正月里本应张灯结彩,可乾清宫烧了,皇帝搬出去了,过年的气氛早就被这场大火烧得干干净净。倒是宫里的太监们照例在屋檐下挂起了灯笼,一盏一盏的红灯笼,多少让皇宫内多了点热闹感。
一个太监抱起另一个太监的双腿,去点一盏灯笼,被抱着的太监手冻得发僵,火绒擦了几下仍没点着。
“鬼老天,”他嘟囔了一句,“又没下雪,还贼冷贼冷的。”
抱他的太监一惊,四下看了看,压低声音骂道:“闭上你的臭嘴!让人听见了,招打的人里少不了你我。”

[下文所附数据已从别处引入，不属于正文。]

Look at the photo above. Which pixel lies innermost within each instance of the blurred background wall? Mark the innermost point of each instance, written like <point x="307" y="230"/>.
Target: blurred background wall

两个太监都不说话了。灯笼终于点着了,昏黄的灯光在寒风里摇晃了几下,终于稳稳地亮了起来。
这一点亮光,仿佛是这偌大皇城里最后的一点暖意。
而在玉熙宫的偏殿里,年轻的皇帝已经闭上了眼睛。陈矩以为他睡着了,轻手轻脚地给他掖了掖被角,正要退下,忽然听见皇帝说了一句:
“陈矩。”
“奴婢在。”
“你去传话给司礼监,明天一早,把万历元年以来内承运库的所有收支账册,全部搬到玉熙宫来。”